We affirm the district court's grant of summary judgment in favor of the School District on Plaintiff's claims for discrimination based on race and sex.4
Apart from the issue of prohibited discrimination, employers are barred from retaliating against an employee because he opposed an employment practice made unlawful by Title VII. See 42 U.S.C. § 2000e-3(a). We apply the McDonnell Douglas burden-shifting framework to retaliation claims based on circumstantial evidence. See Brown v. Ala. Dep't of Transp., 597 F.3d 1160, 1181 (11th Cir. 2010).

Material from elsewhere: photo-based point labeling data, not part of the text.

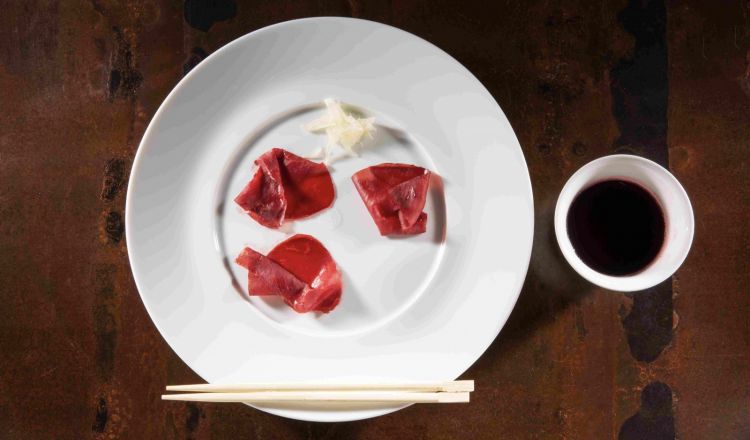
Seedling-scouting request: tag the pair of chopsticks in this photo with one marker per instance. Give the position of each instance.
(421, 392)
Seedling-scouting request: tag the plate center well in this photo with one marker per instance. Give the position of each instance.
(382, 276)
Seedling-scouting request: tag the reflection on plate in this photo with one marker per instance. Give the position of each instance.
(418, 308)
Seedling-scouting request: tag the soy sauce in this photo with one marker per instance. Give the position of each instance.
(616, 227)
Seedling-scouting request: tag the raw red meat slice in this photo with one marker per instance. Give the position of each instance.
(266, 277)
(286, 187)
(299, 269)
(395, 195)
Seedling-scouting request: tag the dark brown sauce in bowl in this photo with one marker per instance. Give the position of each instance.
(616, 227)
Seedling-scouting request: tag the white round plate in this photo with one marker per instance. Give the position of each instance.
(415, 308)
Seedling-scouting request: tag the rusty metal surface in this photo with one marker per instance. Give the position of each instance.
(79, 81)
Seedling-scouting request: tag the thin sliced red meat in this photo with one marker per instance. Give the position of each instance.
(395, 195)
(307, 259)
(298, 269)
(266, 277)
(286, 187)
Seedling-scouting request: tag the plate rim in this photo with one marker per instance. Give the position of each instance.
(140, 152)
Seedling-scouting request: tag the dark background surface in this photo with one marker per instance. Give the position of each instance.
(79, 81)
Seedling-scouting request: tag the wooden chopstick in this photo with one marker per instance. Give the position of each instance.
(446, 386)
(324, 396)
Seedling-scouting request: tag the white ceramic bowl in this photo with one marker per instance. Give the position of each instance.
(668, 192)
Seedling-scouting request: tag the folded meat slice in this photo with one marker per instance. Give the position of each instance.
(299, 269)
(395, 195)
(286, 187)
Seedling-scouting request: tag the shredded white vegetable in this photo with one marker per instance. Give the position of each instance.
(342, 129)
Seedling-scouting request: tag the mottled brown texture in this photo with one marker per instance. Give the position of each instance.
(79, 81)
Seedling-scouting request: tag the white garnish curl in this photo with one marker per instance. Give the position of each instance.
(341, 128)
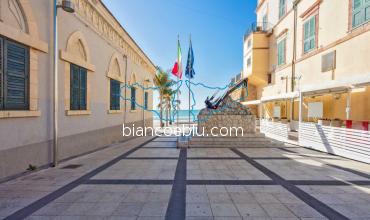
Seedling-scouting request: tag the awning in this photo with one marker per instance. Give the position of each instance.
(283, 96)
(252, 102)
(336, 86)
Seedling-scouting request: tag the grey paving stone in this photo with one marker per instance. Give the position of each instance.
(243, 197)
(78, 209)
(137, 197)
(303, 211)
(277, 210)
(103, 209)
(251, 210)
(219, 197)
(197, 197)
(154, 209)
(128, 209)
(265, 198)
(224, 209)
(53, 209)
(198, 209)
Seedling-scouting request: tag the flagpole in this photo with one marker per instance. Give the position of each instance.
(178, 95)
(189, 98)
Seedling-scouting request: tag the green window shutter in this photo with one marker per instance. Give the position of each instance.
(83, 89)
(75, 87)
(309, 34)
(112, 94)
(115, 91)
(360, 12)
(1, 73)
(281, 52)
(146, 97)
(264, 22)
(15, 76)
(367, 10)
(78, 88)
(282, 6)
(133, 98)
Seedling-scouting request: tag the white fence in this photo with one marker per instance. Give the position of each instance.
(275, 130)
(350, 143)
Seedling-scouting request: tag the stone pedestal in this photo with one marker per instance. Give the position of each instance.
(231, 117)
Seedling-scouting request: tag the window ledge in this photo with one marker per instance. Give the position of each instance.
(19, 114)
(115, 111)
(360, 27)
(78, 112)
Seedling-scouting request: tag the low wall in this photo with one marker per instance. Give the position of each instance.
(275, 130)
(349, 143)
(15, 161)
(246, 122)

To establish a prima facie case for retaliation under Title VII or section 1981, a plaintiff must show that he engaged in statutorily protected activity and that he suffered a materially adverse employment act that was causally related to the protected activity. Chapter 7 Tr. v. Gate Gourmet, Inc., 683 F.3d 1249, 1258 (11th Cir. 2012).
The district court committed no error in concluding that Plaintiff engaged in no statutorily protected activity. In substance, Plaintiff contends the School District retaliated against him after Plaintiff raised concerns about the disproportionate number of black students assigned to Whitesville. Plaintiff's complaints about school districting, however, constituted no opposition either to an employment practice made unlawful under Title VII or to discrimination in the making and enforcement of contracts in violation of section 1981. Cf. Little v. United Techs., Carrier Transicold Div., 103 F.3d 956, 959 (11th Cir. 1997) (stating that “not every act by an employee in opposition to racial discrimination is protected” and that “[t]he opposition must be directed at an unlawful employment practice of an employer.”).
1. We construe liberally pro se pleadings. See Tannenbaum v. United States, 148 F.3d 1262, 1263 (11th Cir. 1998).
2. Plaintiff also alleged a claim for violation of the First Amendment. Plaintiff raises no challenge to the district court's grant of summary judgment in favor of the School District on this claim. Plaintiff's First Amendment claim is thus not before us on appeal.
4. We also see no error in the district court's alternative reason for granting summary judgment on Plaintiff's claim for race discrimination in violation of section 1981 -- that Plaintiff failed to demonstrate sufficiently the existence of a discriminatory policy or custom of the School District.
5. In his appellate brief, Plaintiff contends the School District denied him procedural protections under Georgia law. Because Plaintiff never raised this argument in the district court, the argument is not properly before us on appeal.